Solving the Design Challenge

Help learners practice real conversations


Enable faster, scalable content customization


Deliver clearer feedback and measure growth

We designed an immersive, voice-based roleplay platform so learners could safely practice difficult workplace conversations.

We used GenAI to make the conversations more dynamic and responsive—so interactions felt more natural, like real life.

We reduced scenario creation time from 2 months to 2 weeks.

Clients wanted more variety and org-specific customization. We addressed this by developing a new product, Coach Maya, with RAG capabilities to personalize coaching.

We also built scenario authoring with Maya to allow learners to create limitless, personally relevant practice scenarios.

We redesigned the coaching report, added transcripts, and improved feedback to help learners reflect and grow.

We consistently heard strong learner feedback and observed meaningful skill growth across client learner populations.

Learner Quotes

This is the best on-demand learning experience for managers I’ve ever used. The opportunity to practice challenging conversations and have real-time discussions that could go anywhere is really something special.

As a newer manager, I’ve already had to have some tough conversations with direct reports, and it’s been tough to know if I’m “doing it right.” This experience practicing having hard conversations with AI was really helpful, as it has allowed me to have space to “mess up”, get feedback and get more practice is a safe space.

Genuinely helpful practice and preparation for uncomfortable or confrontational coaching situations, and using an incredibly common real world example.

Learner Sentiment

To go beyond anecdotal feedback, we used Hotjar to collect in-session learner insights:

  • Learners rated the experience an average of 4.1 out of 5

  • 70–100% said they’d be “very disappointed” if it were taken away

This reinforced what we’d heard in testing: learners found the experience valuable, emotionally safe, and worth returning to.

Learner Impact

63+ demonstrated skills growth after Praxis’ genAI-enabled practice and coaching

  • After Praxis’ genAI-enabled coaching, 46% of learners grew to “Proficient” or “Excellent”, compared to 23% at start in giving structure feedback*

  • After Praxis’ genAI-enabled coaching, 78% of learners grew to “Proficient” or “Excellent”, compared to 15% at start at restating*

06

Learnings

Designing an 
AI Product

Design flexible systems


Design for unpredictability


Test relentlessly

You create templates, guardrails, and adaptable flows, not scripts, so the product feels intentional while adapting to unpredictable user inputs.

We built in fallback behaviors and system protections to maintain learner experience even when AI responses were unexpected.

We stress-tested edge cases and adversarial conversations to refine fallback behaviors and protect learner experience when AI responses were unpredictable.

Designing with 
AI

Experiment constantly


Stay current


Work with AI as a creative partner

I use AI across writing, research, visuals, prototyping, and testing to explore where GenAI excels and where it struggles.

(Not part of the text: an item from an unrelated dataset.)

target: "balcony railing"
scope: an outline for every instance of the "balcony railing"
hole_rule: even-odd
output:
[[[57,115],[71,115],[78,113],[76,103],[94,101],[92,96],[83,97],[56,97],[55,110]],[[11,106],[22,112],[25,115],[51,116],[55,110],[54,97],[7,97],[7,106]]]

I subscribe to newsletters from UX and education leaders who track AI advancements to continuously improve my approach.

AI helps me move faster, unstick design problems, and explore new ideas. I see AI as both collaborator and co-creator in my design process.

AI Team Collaboration

Create fast feedback loops


Embrace ambiguity and experimentation


Build rituals to stay aligned

We organized as a GenAI Tiger Team using a Build + Recon model. The Build team prototyped weekly; the Recon team gathered external feedback bi-weekly to refine priorities.

Traditional roles blurred, designers, PMs, and learning scientists collaborated on prompt design and prototyping. We defined “good enough” as “not obviously wrong” to ship quickly and keep momentum.

We held daily check-ins, weekly prioritization meetings, and cross-team collaboration sessions. During early development, we ran Tiger Feast, a weekly review of user feedback and test videos to guide iteration.